Kittens. A majority of kittens are born with blue eyes. As their sight develops, a kitten’s eyes will begin to change and take on a range of different colors, from browns and yellows to greens, oranges and ambers. This change will likely begin somewhere between three to eight weeks of age, and be complete by the time your kitten turns three months old.

Potential Complications in Adult Life. Eye color changes after “kittenhood” could be cause for concern. Watch especially for sudden color changes over a short period of time. Changing color is commonly an indicator of an eye infection, but could also be a sign of a more serious condition. One common eye condition in cats is an eyeball inflammation known as uveitis, which can do permanent damage if left untreated. Symptoms include abnormally yellow, red or orange colored eyes. If recognized, these symptoms should be shown to your vet for proper treatment.
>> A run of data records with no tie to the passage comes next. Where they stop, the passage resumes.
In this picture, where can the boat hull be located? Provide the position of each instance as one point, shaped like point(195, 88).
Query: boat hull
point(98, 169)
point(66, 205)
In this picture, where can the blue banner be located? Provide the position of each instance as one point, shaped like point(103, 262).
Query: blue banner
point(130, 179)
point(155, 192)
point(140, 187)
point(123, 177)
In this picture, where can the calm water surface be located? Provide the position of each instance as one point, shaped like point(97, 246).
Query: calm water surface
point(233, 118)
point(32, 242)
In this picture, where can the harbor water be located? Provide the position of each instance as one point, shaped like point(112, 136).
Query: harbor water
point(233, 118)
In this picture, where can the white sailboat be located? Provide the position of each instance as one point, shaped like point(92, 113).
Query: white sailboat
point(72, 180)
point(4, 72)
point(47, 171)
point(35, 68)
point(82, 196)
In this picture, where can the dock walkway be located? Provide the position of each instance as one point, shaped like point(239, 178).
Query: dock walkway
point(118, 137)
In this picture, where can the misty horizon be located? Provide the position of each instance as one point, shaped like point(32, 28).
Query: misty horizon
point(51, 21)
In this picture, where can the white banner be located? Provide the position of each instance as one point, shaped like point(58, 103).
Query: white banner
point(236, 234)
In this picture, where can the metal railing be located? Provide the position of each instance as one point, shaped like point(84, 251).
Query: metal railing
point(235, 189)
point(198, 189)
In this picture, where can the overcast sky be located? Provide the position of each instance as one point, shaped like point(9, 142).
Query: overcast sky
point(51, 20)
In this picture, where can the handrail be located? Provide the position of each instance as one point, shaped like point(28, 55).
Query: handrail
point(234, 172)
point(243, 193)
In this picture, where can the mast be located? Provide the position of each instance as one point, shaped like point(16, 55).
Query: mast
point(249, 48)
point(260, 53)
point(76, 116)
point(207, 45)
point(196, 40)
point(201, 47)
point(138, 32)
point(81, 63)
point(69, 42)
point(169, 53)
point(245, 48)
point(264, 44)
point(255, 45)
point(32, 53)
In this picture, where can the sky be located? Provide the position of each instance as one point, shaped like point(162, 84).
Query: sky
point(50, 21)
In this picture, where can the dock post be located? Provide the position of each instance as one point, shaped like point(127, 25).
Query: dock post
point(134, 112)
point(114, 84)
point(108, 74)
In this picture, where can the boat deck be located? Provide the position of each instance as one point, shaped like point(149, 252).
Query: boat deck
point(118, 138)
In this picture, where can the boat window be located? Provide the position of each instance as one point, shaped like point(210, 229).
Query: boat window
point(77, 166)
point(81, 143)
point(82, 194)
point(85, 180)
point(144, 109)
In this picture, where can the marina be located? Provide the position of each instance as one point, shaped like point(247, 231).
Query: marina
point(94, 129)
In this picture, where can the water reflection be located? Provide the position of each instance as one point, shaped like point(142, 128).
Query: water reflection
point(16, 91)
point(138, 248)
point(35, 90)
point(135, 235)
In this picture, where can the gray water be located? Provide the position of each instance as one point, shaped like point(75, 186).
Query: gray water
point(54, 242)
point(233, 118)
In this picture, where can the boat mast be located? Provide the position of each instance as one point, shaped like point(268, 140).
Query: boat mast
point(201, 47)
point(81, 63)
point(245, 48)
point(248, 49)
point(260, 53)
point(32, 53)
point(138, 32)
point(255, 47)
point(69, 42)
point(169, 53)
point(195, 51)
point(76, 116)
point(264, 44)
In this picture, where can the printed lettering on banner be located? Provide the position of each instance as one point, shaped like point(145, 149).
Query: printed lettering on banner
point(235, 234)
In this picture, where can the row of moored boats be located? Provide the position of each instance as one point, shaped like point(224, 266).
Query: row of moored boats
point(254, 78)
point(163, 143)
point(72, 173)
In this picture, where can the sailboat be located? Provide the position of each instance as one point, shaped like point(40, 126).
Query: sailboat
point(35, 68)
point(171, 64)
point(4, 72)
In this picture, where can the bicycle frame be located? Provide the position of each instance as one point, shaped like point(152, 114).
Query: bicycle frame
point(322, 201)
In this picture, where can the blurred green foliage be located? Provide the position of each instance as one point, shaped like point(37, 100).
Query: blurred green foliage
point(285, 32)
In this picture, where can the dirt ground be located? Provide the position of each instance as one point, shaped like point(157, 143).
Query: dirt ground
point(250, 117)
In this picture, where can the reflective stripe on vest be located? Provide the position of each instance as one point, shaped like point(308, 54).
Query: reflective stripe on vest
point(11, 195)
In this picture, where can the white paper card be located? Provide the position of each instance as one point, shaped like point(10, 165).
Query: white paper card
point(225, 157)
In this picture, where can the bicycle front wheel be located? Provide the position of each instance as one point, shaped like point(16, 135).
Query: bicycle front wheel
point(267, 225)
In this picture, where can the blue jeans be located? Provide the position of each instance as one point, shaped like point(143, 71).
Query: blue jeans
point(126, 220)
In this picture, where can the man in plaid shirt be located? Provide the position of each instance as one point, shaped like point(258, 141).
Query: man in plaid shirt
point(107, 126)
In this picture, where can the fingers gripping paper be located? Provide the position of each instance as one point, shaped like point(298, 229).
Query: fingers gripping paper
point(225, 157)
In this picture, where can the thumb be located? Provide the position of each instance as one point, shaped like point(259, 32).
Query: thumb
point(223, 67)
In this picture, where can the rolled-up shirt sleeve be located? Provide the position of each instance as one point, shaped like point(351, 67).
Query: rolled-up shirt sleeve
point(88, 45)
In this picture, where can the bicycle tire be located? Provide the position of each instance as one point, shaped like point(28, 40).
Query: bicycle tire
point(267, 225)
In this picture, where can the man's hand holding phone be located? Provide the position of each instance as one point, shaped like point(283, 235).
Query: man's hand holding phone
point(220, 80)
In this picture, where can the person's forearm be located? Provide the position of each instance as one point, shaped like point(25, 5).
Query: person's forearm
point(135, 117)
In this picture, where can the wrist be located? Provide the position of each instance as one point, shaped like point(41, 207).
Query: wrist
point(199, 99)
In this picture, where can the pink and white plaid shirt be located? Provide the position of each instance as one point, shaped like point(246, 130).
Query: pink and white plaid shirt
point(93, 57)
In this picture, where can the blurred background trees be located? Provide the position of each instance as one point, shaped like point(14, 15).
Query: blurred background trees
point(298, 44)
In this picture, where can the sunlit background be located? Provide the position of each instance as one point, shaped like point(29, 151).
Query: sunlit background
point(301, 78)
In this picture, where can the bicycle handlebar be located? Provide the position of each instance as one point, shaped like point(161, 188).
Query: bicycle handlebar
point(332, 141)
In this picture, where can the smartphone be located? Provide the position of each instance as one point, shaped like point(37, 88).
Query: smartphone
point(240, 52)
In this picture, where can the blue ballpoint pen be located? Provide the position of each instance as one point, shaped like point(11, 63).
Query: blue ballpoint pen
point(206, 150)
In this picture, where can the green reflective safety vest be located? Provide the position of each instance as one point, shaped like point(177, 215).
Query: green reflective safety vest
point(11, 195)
Lost Vision. An older cat whose eyes return to their original blue color may have experienced eye damage or be going blind. Blue eyes are not a definite indication of blindness, but you should always consult your vet if the color change occurs as your cat appears to have any trouble moving around normally.

Kitten eye color changes can be gorgeous to watch occur, but don’t forget to be wary of eye color changes later in life!  If you notice any abnormal changes, please contact your veterinarian! In this case, taking pictures of your pet can be a good thing for two reasons: to make it easy to look for color changes and to hang in your office for a daily dose of cuteness!